Tisha B’Av has become a warehouse day for Jewish historical hardship, so much so that it is fair to wonder why the entire Jewish community doesn’t fast the way many do on Yom Kippur. Perhaps some don’t know or are intimidated by the thought of a summer fast. Some believe since we have a homeland in Israel, the need for fasting has been superseded by that reality. Many of the horrible times remembered on this day center around destruction in Israel, so it stands to reason that a modern state of Israel would negate any reasons for fasting. Or would she?
That verse from Lamentations is frightening. I try to imagine in my mind’s eye what it was that the author was seeing and thinking when it was written. Was this literally what he was watching – women cooking their children? Or is this is a metaphor for how dire their situation was when he wrote this painful reflection?
It really doesn’t matter.
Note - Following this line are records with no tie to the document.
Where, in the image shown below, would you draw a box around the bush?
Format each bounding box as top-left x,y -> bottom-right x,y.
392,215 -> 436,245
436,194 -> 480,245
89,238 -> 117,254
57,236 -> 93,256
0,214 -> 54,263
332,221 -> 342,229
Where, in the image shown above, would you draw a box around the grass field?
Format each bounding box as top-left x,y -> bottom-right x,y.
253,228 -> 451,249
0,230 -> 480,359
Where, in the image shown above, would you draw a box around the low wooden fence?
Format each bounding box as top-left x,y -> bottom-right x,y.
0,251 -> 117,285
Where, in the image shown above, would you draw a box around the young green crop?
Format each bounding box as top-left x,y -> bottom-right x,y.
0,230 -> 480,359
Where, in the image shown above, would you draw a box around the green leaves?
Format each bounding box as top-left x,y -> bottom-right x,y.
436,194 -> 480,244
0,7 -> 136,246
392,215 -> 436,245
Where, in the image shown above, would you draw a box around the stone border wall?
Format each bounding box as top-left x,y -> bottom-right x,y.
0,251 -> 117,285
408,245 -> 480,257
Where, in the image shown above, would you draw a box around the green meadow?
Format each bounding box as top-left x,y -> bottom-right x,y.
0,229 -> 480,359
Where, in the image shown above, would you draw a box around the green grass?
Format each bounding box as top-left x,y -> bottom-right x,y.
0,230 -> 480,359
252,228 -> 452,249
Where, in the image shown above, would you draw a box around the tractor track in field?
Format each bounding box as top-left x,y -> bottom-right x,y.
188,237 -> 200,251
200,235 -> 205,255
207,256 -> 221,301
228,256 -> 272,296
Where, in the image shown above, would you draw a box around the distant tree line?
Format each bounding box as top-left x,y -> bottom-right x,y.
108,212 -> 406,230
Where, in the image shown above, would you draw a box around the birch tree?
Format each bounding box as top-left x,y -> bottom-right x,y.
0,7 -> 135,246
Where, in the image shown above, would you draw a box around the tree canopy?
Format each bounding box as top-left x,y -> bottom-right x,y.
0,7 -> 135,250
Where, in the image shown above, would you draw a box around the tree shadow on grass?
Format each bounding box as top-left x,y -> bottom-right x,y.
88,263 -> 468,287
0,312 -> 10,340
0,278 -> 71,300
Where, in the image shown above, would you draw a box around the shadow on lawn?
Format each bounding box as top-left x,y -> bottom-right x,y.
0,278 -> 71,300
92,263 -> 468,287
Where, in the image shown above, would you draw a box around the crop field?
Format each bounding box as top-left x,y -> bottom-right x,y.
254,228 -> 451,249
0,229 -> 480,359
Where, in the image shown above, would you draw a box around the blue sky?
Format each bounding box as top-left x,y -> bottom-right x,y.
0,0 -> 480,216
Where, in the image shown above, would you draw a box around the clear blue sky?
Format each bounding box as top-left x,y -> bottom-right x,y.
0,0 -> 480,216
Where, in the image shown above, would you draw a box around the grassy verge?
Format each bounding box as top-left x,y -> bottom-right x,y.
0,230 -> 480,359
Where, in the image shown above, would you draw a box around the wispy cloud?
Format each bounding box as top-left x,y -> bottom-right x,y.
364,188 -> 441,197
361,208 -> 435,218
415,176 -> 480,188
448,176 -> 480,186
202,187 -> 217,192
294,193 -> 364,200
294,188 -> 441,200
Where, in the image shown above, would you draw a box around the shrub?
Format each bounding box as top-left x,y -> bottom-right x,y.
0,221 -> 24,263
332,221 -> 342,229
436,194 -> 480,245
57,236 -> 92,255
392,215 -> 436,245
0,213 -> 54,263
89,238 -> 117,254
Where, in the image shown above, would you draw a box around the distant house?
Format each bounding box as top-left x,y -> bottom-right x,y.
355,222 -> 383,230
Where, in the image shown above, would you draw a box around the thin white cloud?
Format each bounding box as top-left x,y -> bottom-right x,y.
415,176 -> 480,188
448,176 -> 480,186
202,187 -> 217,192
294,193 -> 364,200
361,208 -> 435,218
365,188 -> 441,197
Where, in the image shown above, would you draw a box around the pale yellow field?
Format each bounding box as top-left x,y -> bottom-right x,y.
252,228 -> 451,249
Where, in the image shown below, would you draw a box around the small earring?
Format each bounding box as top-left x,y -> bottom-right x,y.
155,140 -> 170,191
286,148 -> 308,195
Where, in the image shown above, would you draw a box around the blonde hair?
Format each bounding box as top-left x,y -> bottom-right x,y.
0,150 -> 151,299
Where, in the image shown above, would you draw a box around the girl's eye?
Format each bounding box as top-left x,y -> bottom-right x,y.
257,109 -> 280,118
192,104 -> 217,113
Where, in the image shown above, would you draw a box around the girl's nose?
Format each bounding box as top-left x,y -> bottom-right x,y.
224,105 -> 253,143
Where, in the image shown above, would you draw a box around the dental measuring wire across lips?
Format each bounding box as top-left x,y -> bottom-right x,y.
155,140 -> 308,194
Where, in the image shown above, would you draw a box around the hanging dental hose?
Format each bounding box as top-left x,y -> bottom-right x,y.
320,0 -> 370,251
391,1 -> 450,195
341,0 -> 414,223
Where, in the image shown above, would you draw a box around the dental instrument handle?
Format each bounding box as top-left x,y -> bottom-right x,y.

The truth is that in either case, what is described gives us a window into just how dark of a historical period the first exile was.
On a recent trip to Israel with the Krieger Schechter Day School, seeing a vibrant modern Israel was one of the great joys of my life. It’s almost tempting to say that now that we have a state of Israel, our great historical problems of victimhood and persecution are over.
But we know better. We know that even today we are not immune. Over the past year, anti-Semitic acts have increased here and abroad. We even witnessed a madman entering a synagogue on Shabbat and murdering 11 innocent Jewish souls. The situation has deteriorated so that Felix Klein, a German government official tasked with combating anti-Semitism, said it was unsafe for Jews to wear a kippah in public.
The modern state of Israel is the manifestation of thousands of years of our hope for a Jewish homeland, but she does not fix the world’s problems of anti-Semitism and bigotry. There are times when her very presence adds unnecessary fuel to the fire.
I think that we may need Tisha B’Av more today than ever before. We don’t fast now just to commemorate the historical hardships, we fast in recognition of the painful truth that even after all these years, they have not abated.
Rabbi Joshua Z. Gruenberg is the senior rabbi at Chizuk Amuno Congregation & Schools.